Лиза на ощупь отыскала жесткие руки Степана и положила на них свои горячие ладони.

5

Через две недели сыграли свадьбу. А скоро Степан забеспокоился: надо было определяться с работой. Душой он тянулся к трассовикам: там все знакомо, привычно, там он будет как рыба в воде, да и заработки – есть, что в карман положить. Но с другой стороны – впервые заглядывал вперед, – с другой стороны, получалось так: сделают трассовики свое дело, смотают удочки и – на новое место. А ему куда? Поддергивать штаны и следом? Нет, не хотел он никуда ехать, вообще не желал больше трогаться с места. Оставалось одно – идти охотником в зверопромхоз. Но тогда придется начинать с самого начала…

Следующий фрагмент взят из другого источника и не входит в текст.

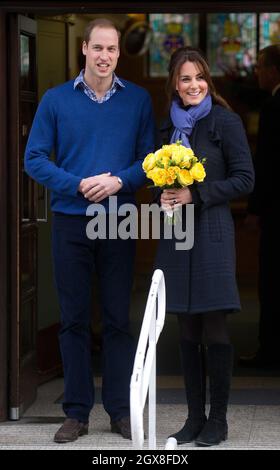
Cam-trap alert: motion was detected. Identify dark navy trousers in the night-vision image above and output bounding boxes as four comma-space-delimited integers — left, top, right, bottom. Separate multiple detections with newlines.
52, 214, 135, 422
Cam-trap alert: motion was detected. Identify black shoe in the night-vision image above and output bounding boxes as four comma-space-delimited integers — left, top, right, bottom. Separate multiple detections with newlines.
195, 418, 228, 447
238, 351, 280, 369
111, 416, 131, 439
169, 416, 207, 445
54, 418, 88, 444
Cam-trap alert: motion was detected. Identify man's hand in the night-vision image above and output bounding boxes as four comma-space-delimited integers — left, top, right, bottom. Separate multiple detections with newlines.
79, 173, 122, 202
160, 188, 192, 207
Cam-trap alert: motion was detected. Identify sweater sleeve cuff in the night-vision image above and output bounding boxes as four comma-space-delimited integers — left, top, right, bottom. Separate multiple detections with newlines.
189, 185, 202, 206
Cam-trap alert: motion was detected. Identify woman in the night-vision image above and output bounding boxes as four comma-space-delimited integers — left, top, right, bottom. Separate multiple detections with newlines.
156, 47, 254, 446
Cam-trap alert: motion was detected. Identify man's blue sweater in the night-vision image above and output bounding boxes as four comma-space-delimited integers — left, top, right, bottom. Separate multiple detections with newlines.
25, 79, 155, 214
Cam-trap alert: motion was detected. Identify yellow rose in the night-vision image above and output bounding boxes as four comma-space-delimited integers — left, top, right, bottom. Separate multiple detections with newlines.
167, 165, 180, 180
147, 167, 167, 186
161, 145, 172, 157
142, 153, 156, 173
190, 162, 206, 183
177, 169, 193, 186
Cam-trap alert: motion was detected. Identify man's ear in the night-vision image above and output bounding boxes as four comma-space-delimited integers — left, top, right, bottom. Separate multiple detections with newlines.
82, 41, 87, 55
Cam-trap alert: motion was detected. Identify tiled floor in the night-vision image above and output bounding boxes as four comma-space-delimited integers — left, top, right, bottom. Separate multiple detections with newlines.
0, 376, 280, 450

Никифор Петрович, когда они об этом разговорились, сразу успокоил:

– Не велика наука. Освоишь. На первый сезон сам с тобой в тайгу вылезу. И обскажу, и покажу – честь по чести. Давай устраивайся.

Утром Степан проснулся раньше всех в доме и долго глядел на темное окно, еще не озаренное утренним светом, напряженно прислушивался к тишине спящего дома, к легкому дыханию Лизы и, наконец, сообразил: волнуется, потому что определяется на долгую, может быть, на пожизненную стоянку. Вот в этой деревне, вот в этом доме, вот с этими людьми, ставшими ему родными.

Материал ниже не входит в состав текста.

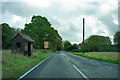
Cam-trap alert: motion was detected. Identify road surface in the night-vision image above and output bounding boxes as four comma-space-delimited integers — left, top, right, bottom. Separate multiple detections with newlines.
20, 51, 118, 80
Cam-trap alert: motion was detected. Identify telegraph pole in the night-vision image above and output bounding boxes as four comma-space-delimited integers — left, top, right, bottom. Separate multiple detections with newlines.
83, 18, 85, 55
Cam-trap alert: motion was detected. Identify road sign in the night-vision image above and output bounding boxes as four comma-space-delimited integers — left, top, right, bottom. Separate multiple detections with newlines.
44, 41, 48, 48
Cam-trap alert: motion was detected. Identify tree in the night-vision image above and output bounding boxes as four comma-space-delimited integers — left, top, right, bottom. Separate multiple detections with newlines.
21, 15, 62, 50
114, 32, 120, 51
0, 23, 16, 49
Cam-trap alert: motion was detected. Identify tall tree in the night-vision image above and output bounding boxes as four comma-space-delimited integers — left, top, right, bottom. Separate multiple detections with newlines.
22, 15, 61, 50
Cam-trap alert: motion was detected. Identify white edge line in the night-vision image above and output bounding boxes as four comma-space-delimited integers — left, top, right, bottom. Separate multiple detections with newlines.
17, 54, 53, 80
73, 64, 89, 80
105, 66, 112, 68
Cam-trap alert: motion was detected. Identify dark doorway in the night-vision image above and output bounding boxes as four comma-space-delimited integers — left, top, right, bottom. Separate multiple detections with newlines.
28, 42, 31, 56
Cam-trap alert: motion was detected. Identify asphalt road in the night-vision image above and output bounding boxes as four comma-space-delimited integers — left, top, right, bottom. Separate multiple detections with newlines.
23, 51, 118, 79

Сумерки просеивались и редели. Под густой шапкой тумана, невидная, текла река, отдавая прохладному воздуху свою влагу, сырой запах рыбы, весел и лодок. Мир до краев был наполнен спокойствием и нерастраченной, нетронутой еще силой. Степан растворился в нем. И такая радость обнимала его в чистый предутренний час, что он не удержался, сбежал с крыльца и запрыгал, ощущая босыми ногами влажную мягкость росной травы.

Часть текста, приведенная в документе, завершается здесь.